Dr. Needleman withstood over ten years of this treatment and was ultimately vindicated after repeated attempts failed to discredit his work and a mountain of additional evidence accumulated supporting his findings about the toxic effects of very low level lead exposure.
As one of the principal architects of the movement to protect children from environmental hazards, he famously said in 2001 that “we are conducting a vast toxicological experiment in which our children and our children’s children are the experimental subjects.” Despite some progress since that time to modernize the assessment of toxic substances, there is no doubt in my mind that this uncontrolled experiment continues.
Among Dr. Needleman’s many accomplishments are the phase-down and ultimate phase-out of lead from gasoline in the United States. Canadian regulation of lead in gasoline, and multiple other sources, lagged far behind the U.S. for many years.

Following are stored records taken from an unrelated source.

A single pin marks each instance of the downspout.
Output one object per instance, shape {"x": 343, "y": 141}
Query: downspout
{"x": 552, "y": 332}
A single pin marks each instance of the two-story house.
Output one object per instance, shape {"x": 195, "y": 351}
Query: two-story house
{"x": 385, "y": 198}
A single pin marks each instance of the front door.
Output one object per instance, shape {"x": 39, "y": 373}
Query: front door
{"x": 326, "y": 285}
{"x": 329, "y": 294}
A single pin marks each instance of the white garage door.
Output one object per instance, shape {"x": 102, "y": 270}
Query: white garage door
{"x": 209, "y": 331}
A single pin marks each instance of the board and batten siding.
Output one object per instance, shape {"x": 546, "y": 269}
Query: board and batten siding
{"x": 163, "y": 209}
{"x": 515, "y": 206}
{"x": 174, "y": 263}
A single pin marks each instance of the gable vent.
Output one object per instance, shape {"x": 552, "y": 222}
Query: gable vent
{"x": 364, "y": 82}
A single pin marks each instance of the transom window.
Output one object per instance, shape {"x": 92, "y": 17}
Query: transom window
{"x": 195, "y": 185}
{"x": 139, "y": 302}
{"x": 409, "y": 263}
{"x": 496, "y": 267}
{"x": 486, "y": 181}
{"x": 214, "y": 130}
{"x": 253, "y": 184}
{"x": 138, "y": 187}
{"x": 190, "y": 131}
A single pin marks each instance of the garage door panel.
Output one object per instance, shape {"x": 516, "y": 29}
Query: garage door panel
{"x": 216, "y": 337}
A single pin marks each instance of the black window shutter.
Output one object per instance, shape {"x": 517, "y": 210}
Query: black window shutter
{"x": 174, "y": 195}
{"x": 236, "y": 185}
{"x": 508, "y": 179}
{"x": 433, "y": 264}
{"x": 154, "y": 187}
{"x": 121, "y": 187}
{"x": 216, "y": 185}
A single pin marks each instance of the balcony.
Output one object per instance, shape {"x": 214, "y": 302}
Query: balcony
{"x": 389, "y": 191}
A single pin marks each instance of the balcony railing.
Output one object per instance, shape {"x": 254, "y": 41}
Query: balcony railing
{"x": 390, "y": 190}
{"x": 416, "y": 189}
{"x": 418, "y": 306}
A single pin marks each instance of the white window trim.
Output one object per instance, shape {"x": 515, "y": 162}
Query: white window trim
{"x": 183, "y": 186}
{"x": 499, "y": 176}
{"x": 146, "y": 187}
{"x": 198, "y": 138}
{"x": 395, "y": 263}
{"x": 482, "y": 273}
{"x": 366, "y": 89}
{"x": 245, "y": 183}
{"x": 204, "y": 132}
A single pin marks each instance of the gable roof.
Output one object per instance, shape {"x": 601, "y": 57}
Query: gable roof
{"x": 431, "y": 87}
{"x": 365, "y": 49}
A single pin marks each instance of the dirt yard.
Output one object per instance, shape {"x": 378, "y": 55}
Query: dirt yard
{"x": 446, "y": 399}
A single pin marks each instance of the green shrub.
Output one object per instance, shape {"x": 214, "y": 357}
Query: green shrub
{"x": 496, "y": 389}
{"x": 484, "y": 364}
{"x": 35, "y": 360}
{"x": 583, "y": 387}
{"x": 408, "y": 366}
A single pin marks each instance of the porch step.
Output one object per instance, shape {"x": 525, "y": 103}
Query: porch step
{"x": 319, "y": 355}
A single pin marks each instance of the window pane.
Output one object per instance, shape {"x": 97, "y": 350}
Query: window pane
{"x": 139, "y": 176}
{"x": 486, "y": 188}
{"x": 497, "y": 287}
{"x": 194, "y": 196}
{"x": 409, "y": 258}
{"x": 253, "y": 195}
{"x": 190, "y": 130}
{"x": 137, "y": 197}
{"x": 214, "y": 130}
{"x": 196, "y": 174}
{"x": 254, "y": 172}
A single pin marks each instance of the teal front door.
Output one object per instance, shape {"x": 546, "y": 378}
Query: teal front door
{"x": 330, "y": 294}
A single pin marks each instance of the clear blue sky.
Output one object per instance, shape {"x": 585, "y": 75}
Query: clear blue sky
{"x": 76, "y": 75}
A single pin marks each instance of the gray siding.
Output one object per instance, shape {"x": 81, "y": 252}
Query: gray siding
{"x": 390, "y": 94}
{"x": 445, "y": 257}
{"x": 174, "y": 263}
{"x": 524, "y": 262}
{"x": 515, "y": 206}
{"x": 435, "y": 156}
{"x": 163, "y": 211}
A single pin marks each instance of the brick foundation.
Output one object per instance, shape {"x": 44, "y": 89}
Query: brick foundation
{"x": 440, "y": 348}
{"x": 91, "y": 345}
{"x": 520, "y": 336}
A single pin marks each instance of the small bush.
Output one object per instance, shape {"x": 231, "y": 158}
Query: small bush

Our advocacy work at CELA since the early 1980s, and in collaboration with other environmental, child health, and community groups facing local lead polluting industries, benefited from Herb Needleman’s work.
That work directly influenced every single move to regulate lead in Canada – out of gasoline, paint, other consumer products and food canning, drinking water, lead-contaminated soil removal guidelines, and more. CELA also benefited from his advice during our legal representation in the early 1990s of the Niagara Neighbourhood Association in confronting emissions from the Toronto Refiners and Smelters secondary lead smelter in Toronto.
From his obituary I learned of many other incredible aspects of his long and productive life including work during the 1960s to save war-burned and war-injured Vietnamese children and being jailed with fellow pediatrician Benjamin Spock (yes, that Dr. Spock) during an anti-war protest at the Pentagon.
Herb Needleman’s career and personal commitments epitomized the finest elements of public health, and environmental and social justice. May he continue to be an inspiration to many others.